Python version: 3.8.13
I used the same command, as below, one for pearson matrix and eigenvalue bedgraph, and one for eigenvalue bw,
hicPCA -m ${inp} --outputFileName ${out}.pca1.bedgraph -we 1 --format bedgraph \
--pearsonMatrix ${out}_pearson_all.h5 \
--extraTrack ../histonemark/ENCODE_H1_H3K27ac.bigwig
hicPCA -m ${inp} --outputFileName ${out}.pca1.bw -we 1 --format bigwig \
--extraTrack ../histonemark/ENCODE_H1_H3K27ac.bigwig
here is the result produced by 3.6, I use np.histogram to have a quick glance
np.histogram(bed[3])
(array([ 43, 486, 3351, 3882, 4228, 5106, 2034, 413, 109, 31]), array([-0.10961274, -0.08537601, -0.06113927, -0.03690253, -0.0126658 , 0.01157094, 0.03580768, 0.06004441, 0.08428115, 0.10851789, 0.13275462]))
So the range of PC1 is about -0.1 to 0.13.

and this is by 3.7.2
np.histogram(bed2[3])
(array([ 1, 2, 5, 882, 20226, 117, 21, 7, 2, 431]), array([-0.73764337, -0.56387903, -0.3901147 , -0.21635036, -0.04258602, 0.13117831, 0.30494265, 0.47870699, 0.65247133, 0.82623566, 1. ]))
And now the range of PC1 is about -0.7 to 1, and most of the values are very close to 0.
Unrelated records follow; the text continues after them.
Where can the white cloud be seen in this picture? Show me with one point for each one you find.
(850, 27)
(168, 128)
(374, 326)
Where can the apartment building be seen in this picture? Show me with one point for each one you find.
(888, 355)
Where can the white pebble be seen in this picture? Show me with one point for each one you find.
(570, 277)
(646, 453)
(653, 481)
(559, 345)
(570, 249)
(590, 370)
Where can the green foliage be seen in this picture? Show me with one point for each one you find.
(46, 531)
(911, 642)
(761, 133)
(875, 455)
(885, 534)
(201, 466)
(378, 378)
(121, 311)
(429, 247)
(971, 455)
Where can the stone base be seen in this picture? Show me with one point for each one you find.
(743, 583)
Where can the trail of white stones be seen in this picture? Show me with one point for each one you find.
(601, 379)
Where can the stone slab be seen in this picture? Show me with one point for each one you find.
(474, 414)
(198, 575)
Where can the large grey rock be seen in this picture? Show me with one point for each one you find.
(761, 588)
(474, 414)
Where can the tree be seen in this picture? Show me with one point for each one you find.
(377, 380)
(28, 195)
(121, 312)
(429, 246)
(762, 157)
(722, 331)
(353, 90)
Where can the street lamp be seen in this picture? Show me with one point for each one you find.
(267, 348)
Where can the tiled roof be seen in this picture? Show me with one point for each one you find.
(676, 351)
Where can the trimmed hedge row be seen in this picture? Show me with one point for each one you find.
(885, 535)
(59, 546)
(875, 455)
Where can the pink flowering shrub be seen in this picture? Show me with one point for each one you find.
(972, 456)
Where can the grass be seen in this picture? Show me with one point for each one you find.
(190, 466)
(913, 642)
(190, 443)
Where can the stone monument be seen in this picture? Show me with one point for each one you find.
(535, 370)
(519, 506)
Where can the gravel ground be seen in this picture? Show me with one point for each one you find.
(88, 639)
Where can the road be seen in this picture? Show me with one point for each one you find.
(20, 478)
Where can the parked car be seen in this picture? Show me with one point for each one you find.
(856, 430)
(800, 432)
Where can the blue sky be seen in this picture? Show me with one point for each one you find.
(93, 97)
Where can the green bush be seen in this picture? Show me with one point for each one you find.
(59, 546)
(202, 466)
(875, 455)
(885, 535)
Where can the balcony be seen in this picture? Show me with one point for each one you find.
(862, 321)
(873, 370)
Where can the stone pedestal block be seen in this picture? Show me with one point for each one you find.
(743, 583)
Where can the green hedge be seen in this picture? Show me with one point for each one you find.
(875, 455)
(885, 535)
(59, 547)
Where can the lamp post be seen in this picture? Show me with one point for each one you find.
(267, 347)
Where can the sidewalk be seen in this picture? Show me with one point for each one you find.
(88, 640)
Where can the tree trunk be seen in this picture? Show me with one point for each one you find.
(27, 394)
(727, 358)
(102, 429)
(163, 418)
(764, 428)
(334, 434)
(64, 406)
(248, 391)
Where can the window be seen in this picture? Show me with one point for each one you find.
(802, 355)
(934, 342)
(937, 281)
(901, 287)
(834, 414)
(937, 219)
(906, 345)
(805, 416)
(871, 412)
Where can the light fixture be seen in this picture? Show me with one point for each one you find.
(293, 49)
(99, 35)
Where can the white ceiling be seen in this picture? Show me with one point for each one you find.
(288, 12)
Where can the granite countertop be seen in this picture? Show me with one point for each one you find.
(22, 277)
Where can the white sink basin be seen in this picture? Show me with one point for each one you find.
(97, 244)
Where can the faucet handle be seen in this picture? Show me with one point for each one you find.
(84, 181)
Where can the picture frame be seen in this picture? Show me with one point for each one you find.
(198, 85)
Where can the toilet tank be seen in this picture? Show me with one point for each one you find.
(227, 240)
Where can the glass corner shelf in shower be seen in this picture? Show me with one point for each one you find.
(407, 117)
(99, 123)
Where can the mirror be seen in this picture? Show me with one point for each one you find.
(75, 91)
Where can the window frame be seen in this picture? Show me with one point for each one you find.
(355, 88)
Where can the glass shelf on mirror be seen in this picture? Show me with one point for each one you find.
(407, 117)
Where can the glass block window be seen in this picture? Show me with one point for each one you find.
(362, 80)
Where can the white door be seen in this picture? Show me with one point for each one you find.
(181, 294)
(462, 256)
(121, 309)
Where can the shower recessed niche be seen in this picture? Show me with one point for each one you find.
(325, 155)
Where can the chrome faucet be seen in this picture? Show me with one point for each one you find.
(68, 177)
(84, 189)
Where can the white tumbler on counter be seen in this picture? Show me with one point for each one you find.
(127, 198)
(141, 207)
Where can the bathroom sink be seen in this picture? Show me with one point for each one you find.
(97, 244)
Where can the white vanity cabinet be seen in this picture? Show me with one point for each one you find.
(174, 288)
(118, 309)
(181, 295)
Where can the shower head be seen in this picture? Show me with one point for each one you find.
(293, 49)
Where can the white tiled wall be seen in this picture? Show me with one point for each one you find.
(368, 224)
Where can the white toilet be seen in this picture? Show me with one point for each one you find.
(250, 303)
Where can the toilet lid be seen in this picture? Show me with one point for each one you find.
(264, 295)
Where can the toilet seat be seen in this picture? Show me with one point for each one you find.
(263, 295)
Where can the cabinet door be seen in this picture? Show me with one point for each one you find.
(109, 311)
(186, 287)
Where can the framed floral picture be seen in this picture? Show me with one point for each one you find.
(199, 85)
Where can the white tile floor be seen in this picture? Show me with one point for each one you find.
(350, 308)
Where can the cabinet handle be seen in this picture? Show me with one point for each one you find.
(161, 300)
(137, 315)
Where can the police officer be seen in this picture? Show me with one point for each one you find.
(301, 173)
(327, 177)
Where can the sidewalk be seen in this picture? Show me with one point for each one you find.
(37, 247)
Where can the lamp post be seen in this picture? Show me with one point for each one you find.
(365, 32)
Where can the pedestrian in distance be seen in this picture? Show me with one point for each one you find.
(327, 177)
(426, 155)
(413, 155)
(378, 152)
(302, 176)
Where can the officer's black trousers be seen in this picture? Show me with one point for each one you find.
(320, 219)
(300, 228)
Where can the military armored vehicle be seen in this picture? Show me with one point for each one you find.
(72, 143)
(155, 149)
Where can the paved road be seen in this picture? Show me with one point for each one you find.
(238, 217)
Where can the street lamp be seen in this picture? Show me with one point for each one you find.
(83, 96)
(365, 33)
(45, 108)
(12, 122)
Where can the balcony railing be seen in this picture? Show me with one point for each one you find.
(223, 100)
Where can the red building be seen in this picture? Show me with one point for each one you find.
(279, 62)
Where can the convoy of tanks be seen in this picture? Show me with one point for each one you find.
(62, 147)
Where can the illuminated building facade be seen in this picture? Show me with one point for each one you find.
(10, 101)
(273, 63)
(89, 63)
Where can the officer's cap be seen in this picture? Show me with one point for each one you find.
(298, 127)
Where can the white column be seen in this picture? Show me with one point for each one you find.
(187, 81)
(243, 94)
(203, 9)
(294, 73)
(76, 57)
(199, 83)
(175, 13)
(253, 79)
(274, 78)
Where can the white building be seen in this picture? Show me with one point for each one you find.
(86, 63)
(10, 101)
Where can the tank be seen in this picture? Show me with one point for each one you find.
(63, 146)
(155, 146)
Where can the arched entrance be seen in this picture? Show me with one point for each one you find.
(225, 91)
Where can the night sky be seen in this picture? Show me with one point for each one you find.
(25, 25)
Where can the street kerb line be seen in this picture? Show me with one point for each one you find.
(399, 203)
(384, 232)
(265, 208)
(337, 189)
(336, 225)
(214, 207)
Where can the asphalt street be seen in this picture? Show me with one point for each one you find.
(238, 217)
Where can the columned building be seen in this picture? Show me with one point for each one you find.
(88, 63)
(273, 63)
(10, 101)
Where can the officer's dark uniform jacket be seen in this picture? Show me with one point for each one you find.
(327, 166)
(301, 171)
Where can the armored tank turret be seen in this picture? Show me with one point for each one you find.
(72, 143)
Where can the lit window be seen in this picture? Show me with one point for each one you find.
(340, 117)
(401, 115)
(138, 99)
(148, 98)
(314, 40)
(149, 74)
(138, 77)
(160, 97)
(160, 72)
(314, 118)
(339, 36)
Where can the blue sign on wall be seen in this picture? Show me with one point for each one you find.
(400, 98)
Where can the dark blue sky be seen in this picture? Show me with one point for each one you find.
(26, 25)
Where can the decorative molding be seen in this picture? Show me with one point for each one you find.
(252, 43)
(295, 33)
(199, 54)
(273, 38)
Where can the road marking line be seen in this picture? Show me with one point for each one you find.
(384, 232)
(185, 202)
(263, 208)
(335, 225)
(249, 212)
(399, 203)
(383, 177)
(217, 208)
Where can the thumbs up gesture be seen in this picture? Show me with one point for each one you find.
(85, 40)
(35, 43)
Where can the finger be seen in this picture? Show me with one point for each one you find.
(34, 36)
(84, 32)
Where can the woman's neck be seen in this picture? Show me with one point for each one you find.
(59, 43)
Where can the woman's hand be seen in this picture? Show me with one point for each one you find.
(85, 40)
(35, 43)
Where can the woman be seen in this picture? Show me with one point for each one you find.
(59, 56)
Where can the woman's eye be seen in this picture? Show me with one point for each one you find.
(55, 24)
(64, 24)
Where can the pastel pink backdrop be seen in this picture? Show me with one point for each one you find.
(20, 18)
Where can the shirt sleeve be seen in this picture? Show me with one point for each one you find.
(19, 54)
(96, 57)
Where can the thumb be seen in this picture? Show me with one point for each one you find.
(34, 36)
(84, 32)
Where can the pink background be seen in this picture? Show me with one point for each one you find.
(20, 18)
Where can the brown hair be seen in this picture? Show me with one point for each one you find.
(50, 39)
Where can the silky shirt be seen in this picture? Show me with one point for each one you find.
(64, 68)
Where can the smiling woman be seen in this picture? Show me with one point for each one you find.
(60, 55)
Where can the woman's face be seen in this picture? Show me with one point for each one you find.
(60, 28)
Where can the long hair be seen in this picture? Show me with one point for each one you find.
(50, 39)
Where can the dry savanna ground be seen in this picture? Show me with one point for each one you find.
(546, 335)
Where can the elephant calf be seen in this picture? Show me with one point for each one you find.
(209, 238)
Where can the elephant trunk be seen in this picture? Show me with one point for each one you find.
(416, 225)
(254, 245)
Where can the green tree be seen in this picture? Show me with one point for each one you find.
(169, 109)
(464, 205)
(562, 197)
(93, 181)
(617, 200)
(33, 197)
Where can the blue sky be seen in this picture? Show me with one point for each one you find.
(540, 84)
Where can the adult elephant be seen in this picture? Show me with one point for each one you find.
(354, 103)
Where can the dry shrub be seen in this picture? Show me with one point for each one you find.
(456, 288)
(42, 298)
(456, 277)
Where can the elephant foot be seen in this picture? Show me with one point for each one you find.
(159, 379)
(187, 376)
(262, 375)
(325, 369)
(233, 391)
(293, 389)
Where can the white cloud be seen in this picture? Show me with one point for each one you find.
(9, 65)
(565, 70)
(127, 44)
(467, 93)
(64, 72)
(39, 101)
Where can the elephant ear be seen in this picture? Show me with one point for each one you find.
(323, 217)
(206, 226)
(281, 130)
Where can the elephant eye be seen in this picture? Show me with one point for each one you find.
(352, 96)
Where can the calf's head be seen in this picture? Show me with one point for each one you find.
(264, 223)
Personally I don't think the results from 3.7.2 looks right.
In this paper they said PCA was done on contact matrix. And the distribution of PC1 is similar to the results from hicPCA 3.6.

Thank you.
Hi, same issue. The pearson correlation matrix looks nice and the bigwig/bedgraph values are extreme an don`t match. I checked -we 1 and 2. Thanks
I also found the same issue, I wonder if anyone has a better explanation. I guess that with the shortening of bin length, it may be more likely to have some abnormally high observations, and therefore extreme eigenvalues.
@xscapintime @ralfgilsbach I wonder how you finally dealt with this problem?
We moved back to homertools for eigenvector calculations. It should be fixed in hicexplorer to work in a comparable manner.
@zhongzheng1999 Hi, I changed to cooltoos for all the analysis.
@xscapintime @ralfgilsbach Thank you for your reply! I think it's more reliable to use some good old tools to do the work.